The sexual reproduction process in flowering plants follows five main steps:

  • Pollination: The transfer of pollen grains from the anther to the stigma.
  • Pollen Germination: The pollen grain forms a pollen tube that grows down the style towards the ovule.
  • Fertilisation: The fusion of male gametes with the female gamete (egg cell) and the central cell inside the ovule. This is known as double fertilisation in angiosperms.
  • Seed Formation: After fertilisation, the ovule develops into a seed, containing the embryo and a food store.
  • Fruit Formation: The ovary matures and develops into a fruit, which protects the seeds and aids in their dispersal.

4. What is the difference between self-pollination and cross-pollination?

The primary difference lies in the source of the pollen. In self-pollination, pollen is transferred from the anther to the stigma of the same flower or another flower on the same plant. In cross-pollination, pollen is transferred from the anther of a flower on one plant to the stigma of a flower on a different plant of the same species. Cross-pollination promotes greater genetic diversity.

5. Why have many flowering plants evolved to have large, colourful petals and produce nectar?

These features are adaptations to attract biotic pollinators such as insects, birds, and bats. Large, brightly coloured petals act as visual signals, while nectar serves as a food reward. By attracting these animals, plants ensure the efficient transfer of pollen for cross-pollination, which is often necessary for successful reproduction and maintaining genetic health in the population.

6. What is double fertilisation and why is it a unique feature of flowering plants?

Double fertilisation is a complex process unique to angiosperms (flowering plants). It involves two separate fusion events within the ovule:

  • Syngamy: One male gamete fuses with the egg cell to form the diploid zygote, which develops into the embryo.
  • Triple Fusion: The second male gamete fuses with the two polar nuclei in the central cell to form the triploid primary endosperm nucleus (PEN), which develops into the nutritive endosperm.
This dual process ensures that the food supply (endosperm) develops only when the egg is successfully fertilised.

7. How do outbreeding devices in plants help promote genetic variation?

Outbreeding devices are mechanisms that discourage self-pollination and encourage cross-pollination. By promoting the fusion of gametes from different plants, they increase genetic variation. Examples include:

  • Self-incompatibility: A genetic mechanism that prevents self-pollen from fertilising the ovules.
  • Dichogamy: The anthers and stigma mature at different times, preventing self-pollination within the same flower.
  • Heterostyly: The presence of different lengths of stamens and styles in flowers of the same species to prevent self-pollination.

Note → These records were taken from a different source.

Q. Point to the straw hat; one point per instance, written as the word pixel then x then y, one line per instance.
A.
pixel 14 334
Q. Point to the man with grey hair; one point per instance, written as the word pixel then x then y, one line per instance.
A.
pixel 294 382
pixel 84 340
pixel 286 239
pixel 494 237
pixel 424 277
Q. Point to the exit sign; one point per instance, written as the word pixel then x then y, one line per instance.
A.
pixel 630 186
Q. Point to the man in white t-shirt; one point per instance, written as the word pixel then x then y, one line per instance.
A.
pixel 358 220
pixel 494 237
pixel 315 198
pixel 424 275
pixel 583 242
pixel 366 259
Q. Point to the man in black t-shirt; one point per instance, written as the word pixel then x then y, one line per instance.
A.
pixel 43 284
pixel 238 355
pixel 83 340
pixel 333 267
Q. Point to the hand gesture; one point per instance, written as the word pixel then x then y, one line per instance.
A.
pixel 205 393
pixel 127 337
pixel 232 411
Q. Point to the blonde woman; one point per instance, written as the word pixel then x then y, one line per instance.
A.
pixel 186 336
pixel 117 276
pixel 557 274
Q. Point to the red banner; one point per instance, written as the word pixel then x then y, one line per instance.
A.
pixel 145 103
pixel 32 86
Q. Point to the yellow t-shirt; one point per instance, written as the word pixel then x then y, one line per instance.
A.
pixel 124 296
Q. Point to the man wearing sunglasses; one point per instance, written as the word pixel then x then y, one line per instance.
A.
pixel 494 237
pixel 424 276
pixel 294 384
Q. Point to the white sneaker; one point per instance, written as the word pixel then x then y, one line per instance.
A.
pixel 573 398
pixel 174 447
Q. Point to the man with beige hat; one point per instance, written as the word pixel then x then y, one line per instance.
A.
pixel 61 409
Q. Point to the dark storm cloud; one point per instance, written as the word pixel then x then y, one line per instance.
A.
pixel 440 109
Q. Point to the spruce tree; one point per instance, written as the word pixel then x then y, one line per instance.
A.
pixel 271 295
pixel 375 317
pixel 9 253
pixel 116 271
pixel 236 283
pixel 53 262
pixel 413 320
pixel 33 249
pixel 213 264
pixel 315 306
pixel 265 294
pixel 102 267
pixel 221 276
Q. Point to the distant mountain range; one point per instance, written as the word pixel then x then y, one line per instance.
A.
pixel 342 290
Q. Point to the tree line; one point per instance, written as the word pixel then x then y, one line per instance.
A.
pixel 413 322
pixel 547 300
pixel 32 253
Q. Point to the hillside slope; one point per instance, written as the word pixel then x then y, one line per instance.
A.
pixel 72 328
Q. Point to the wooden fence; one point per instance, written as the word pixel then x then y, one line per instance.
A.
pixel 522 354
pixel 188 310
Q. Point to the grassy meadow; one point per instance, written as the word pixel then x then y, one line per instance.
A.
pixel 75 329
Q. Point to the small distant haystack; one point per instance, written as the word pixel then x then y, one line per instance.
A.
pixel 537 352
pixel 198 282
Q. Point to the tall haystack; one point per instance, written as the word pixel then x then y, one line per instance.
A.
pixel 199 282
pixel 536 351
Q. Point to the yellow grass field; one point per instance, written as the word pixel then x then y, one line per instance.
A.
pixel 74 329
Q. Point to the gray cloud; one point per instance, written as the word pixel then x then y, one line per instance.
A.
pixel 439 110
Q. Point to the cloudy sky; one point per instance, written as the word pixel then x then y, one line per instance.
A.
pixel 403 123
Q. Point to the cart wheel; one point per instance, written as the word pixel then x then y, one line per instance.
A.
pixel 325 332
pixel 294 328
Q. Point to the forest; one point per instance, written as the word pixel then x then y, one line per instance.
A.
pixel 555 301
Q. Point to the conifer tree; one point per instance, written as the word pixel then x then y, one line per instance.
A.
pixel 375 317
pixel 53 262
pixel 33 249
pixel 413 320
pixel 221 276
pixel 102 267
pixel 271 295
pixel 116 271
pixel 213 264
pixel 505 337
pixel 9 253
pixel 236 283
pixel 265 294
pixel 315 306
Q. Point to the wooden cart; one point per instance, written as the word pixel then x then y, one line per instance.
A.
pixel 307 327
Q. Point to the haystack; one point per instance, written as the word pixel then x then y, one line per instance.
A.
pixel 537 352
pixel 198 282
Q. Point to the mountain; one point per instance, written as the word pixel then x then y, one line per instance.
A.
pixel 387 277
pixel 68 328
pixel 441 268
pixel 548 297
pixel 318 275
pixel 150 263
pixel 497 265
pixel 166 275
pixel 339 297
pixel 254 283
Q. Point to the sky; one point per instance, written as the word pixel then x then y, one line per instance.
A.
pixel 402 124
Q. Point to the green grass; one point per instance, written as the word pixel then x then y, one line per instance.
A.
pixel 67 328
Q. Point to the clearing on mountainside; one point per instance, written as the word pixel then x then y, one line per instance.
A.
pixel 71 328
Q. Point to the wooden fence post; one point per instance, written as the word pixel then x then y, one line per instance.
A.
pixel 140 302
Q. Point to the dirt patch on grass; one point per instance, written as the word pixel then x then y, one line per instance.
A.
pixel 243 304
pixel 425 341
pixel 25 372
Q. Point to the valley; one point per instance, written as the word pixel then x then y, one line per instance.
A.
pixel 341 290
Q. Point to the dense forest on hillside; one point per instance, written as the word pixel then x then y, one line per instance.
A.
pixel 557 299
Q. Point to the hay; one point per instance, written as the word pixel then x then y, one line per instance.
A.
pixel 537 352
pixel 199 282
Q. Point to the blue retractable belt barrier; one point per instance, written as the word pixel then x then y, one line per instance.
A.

8. What happens to the ovule and ovary after successful fertilisation?

After fertilisation, significant changes occur within the flower. The fertilised ovule develops into a seed, which contains the embryo and a food source. Simultaneously, the wall of the ovary develops into the pericarp (the wall of the fruit). The entire mature ovary, containing one or more seeds, becomes the fruit.

9. What is the key difference between parthenocarpy and apomixis in plants?

Both are special modes of reproduction, but they differ in their outcomes. Parthenocarpy is the development of fruit without fertilisation, which typically results in seedless fruits like bananas. In contrast, apomixis is the formation of a viable seed without fertilisation. It is a form of asexual reproduction that mimics sexual reproduction, producing offspring that are genetically identical to the parent plant.

10. Why is the endosperm crucial for the early life of a plant?

The endosperm is a nutritive tissue that provides essential food and nourishment to the developing embryo inside the seed. It acts as a packed lunch, supplying energy and nutrients during the critical stages of seed germination and early seedling growth, before the young plant is capable of producing its own food through photosynthesis.